Dish guide
What Is Kabsa? Saudi Arabia's Spiced Rice and Meat Feast

Kabsa is a fragrant one-pot rice dish from Saudi Arabia, where long-grain rice simmers with chicken, lamb, goat, or fish and a warm blend of spices. The name comes from the Arabic verb kabasa, meaning to press or pack together, a nod to how the rice and meat cook squeezed into a single pot. Across the Arabian Peninsula it carries many names, but in Saudi homes it is the everyday centerpiece, served on a wide platter for the whole table to share.
A short history
Kabsa grew out of the Arabian Peninsula’s long love of rice dishes, which arrived through centuries of trade across the Indian Ocean and the old spice routes.
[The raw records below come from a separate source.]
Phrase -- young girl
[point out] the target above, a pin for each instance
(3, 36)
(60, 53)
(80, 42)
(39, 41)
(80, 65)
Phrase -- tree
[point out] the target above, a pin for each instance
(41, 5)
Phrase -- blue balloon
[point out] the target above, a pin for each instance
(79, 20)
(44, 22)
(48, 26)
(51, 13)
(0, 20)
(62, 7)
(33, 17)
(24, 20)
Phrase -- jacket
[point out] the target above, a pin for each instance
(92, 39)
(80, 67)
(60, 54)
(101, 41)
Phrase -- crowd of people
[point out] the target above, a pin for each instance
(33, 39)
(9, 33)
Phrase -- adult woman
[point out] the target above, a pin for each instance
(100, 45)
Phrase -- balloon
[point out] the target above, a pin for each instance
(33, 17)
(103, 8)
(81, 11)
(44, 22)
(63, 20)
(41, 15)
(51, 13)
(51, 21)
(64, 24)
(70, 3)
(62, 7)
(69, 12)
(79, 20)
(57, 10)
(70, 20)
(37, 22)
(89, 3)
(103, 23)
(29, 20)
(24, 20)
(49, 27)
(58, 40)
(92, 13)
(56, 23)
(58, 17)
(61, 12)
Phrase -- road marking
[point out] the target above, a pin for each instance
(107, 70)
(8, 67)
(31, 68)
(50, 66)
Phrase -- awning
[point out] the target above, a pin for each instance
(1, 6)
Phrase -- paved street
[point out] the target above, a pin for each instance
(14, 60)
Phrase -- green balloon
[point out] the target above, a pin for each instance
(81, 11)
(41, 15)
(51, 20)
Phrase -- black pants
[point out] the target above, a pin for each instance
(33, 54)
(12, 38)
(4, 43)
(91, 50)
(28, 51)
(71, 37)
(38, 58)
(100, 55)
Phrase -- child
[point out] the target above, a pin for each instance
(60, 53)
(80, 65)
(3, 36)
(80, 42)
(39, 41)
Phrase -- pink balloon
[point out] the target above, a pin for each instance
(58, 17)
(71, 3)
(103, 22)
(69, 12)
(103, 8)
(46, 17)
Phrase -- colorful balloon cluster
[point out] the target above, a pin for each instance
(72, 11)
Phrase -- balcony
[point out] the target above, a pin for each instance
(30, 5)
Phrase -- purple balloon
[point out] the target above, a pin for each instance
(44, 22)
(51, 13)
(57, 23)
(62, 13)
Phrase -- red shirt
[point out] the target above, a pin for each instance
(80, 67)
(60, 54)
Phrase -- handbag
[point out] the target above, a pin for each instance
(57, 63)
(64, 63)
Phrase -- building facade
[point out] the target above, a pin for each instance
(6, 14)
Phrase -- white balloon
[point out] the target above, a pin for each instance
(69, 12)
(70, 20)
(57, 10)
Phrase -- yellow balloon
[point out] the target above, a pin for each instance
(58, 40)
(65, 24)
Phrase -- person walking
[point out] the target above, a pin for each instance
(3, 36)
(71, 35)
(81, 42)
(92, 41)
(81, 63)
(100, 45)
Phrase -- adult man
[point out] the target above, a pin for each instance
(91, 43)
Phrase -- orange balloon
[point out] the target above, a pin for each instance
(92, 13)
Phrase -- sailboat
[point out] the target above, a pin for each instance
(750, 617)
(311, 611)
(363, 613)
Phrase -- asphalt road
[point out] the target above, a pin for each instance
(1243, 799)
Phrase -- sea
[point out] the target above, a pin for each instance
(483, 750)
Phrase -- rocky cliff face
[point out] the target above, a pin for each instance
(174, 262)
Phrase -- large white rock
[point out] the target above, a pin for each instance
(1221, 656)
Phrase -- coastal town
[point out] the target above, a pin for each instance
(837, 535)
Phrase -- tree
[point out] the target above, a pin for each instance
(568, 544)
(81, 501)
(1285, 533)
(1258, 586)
Rice was not native to the desert, so it came by ship alongside cardamom, cloves, cinnamon, and dried lime from places like India and Persia. Cooks folded these flavors into local traditions of slow-cooked meat. The dish is closely related to other Gulf rice plates, including Qatar’s machboos, and they share roots in the same trading world. Today kabsa is treated as Saudi Arabia’s national dish, cooked for weddings, holidays, and ordinary weeknights alike.
What’s in it?
The backbone is long-grain basmati rice and a generous amount of meat, usually chicken or lamb, though goat, camel, or fish all appear. The signature flavor comes from baharat, a spice mix that can include black pepper, cumin, coriander, cardamom, cinnamon, cloves, and nutmeg. Dried limes, called loomi, give the dish its tart, slightly smoky edge. Tomatoes, onions, and garlic build the base, and cooks often add carrots, raisins, or toasted nuts. The exact blend shifts from one household to the next, which is part of why no two pots taste quite the same.
How do you eat it?
Kabsa is food for sharing. The rice is mounded on a large platter with the meat resting on top, often crowned with fried onions, almonds, and pine nuts. Families gather around the dish and eat together, traditionally using the right hand to scoop and press small bunches of rice. A fresh tomato relish or a garlicky chili sauce called daqqus is spooned alongside for heat and brightness. Plain yogurt or a simple green salad cools things down. It is generous, unhurried eating, a meal built for company rather than a quick plate on your own. Leftovers, if there are any, taste even better the next day once the spices have had time to settle into the rice.